À partir du milieu des années 1930, A. Charpentier fut membre de la Ligue internationale des combattants de la paix fondée en 1931 et écrivit de nombreux articles dans son organe hebdomadaire Le Barrage ainsi que dans le journal La Patrie humaine qui lui était fort proche. A. Charpentier fut membre du Comité directeur de la LICP à partir de 1937 et président de cette organisation la même année au congrès de Saumur qui se tint en avril 1937. Il donna ensuite son adhésion au Rassemblement international contre la guerre et le militarisme (RIGM) fondé les 15-17 mai 1937. En 1939, bien qu’il n’appartînt plus au Comité directeur de la LICP, il était toujours membre de cette organisation et continuait à défendre des positions « pacifistes intégrales ». En 1944 il s’exprima sur cette même question dans Germinal et L’Atelier.
Armand Charpentier fut réputé comme cavalier. La presse se fit souvent l’écho de ses succès équestres. C’est lui qui encouragea Rachel Orange, fille de charretiers beaucerons, à devenir une cavalière renommée. En 1928, elle fit Paris-Berlin en Amazone, puis Paris-Bucarest en cavalière, l’année suivante Paris-Barcelone. En 1938, elle fit une marche de Paris à Nice pour collecter des fonds pour les chômeurs intellectuels. Cocher de fiacre, elle resta une figure du Gala des artistes au Cirque d’hiver avant de mourir en 1982 et d’être enterrée au cimetière parisien de Thiais. Un parrainage de Charpentier à mettre au compte de son féminisme ?

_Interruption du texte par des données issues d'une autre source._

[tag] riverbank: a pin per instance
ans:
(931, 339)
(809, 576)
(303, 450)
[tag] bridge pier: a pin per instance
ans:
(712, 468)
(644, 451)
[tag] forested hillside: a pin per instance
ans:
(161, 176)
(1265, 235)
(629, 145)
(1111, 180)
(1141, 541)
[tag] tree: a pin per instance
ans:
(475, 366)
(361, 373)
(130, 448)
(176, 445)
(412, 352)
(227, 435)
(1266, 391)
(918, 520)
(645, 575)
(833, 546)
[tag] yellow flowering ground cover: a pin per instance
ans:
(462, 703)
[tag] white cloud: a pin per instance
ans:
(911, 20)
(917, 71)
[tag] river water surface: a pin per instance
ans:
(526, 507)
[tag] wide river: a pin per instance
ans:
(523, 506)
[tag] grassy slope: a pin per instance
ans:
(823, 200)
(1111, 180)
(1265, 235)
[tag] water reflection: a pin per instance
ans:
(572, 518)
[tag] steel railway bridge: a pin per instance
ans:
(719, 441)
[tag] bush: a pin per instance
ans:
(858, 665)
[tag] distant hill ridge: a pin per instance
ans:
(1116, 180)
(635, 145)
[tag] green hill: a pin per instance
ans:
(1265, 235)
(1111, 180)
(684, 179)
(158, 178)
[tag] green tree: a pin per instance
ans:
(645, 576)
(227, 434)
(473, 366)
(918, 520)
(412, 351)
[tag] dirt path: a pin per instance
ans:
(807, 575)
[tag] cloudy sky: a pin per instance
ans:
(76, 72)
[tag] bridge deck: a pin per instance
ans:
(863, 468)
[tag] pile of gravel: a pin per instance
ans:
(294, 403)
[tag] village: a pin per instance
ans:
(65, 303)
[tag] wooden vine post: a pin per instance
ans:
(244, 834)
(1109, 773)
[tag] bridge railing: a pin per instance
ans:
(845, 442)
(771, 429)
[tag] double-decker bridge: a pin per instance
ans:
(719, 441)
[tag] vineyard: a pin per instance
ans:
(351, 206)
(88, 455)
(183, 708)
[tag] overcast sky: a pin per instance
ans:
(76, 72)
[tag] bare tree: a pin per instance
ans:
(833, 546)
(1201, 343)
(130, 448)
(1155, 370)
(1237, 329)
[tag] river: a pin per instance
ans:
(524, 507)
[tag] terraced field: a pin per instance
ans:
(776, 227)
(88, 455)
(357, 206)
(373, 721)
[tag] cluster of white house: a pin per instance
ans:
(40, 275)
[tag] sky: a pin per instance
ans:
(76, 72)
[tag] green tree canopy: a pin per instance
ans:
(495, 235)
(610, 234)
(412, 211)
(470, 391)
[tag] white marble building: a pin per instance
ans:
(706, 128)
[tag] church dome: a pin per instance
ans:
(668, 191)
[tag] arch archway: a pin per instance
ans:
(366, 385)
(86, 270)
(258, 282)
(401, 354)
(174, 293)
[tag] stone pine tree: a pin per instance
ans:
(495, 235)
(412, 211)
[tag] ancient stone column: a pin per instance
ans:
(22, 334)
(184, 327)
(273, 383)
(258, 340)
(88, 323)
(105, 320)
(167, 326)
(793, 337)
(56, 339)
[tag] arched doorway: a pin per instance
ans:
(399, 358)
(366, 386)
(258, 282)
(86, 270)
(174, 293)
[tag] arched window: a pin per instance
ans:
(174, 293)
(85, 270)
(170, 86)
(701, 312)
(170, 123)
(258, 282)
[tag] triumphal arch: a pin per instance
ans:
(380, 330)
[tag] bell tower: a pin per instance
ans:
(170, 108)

Par Michel Dreyfus, Jean Maitron, Claude Pennetier
ŒUVRE CHOISIE : Armand Charpentier a publié quinze romans, nouvelles et contes. Son œuvre sociologique, politique et historique est également importante. — Le Parti radical et radical-socialiste à travers ses congrès, 1901-1911, Giard et Brière, 1913. — « Les mémoires d’Anastasie, souvenirs d’un censeur », Le Pays, 11 septembre 1919-6 novembre 1919. — La guerre et la patrie. Préface d’Henri Barbusse, Delpeuch, 1926. — Les responsabilités de M. Poincaré, Delpeuch, 1927. — Ce que sera la guerre des gaz. Avant-propos de Victor Marguerite, Fasquelle 1933. — Les côtés mystérieux de l’affaire Dreyfus, Rieder 1937. — Collaboration à la presse pacifiste dans les années 1930-40 particulièrement au Barrage, à La Patrie humaine et au Semeur.
SOURCES : Le Parti radical et radical-socialiste..., op. cit. — Les mémoires d’Anastasie..., op. cit. — Le Rappel socialiste, 1919. — L’Humanité, 13 novembre 1920. — La Voix des travailleurs, 1932-1933. — La Patrie humaine, 1931-1939, passim. — Le Barrage, 1934-1939, passim notamment avril-mai 1937. — Note d’Hervé Ménager, spécialiste de Rachel Orange.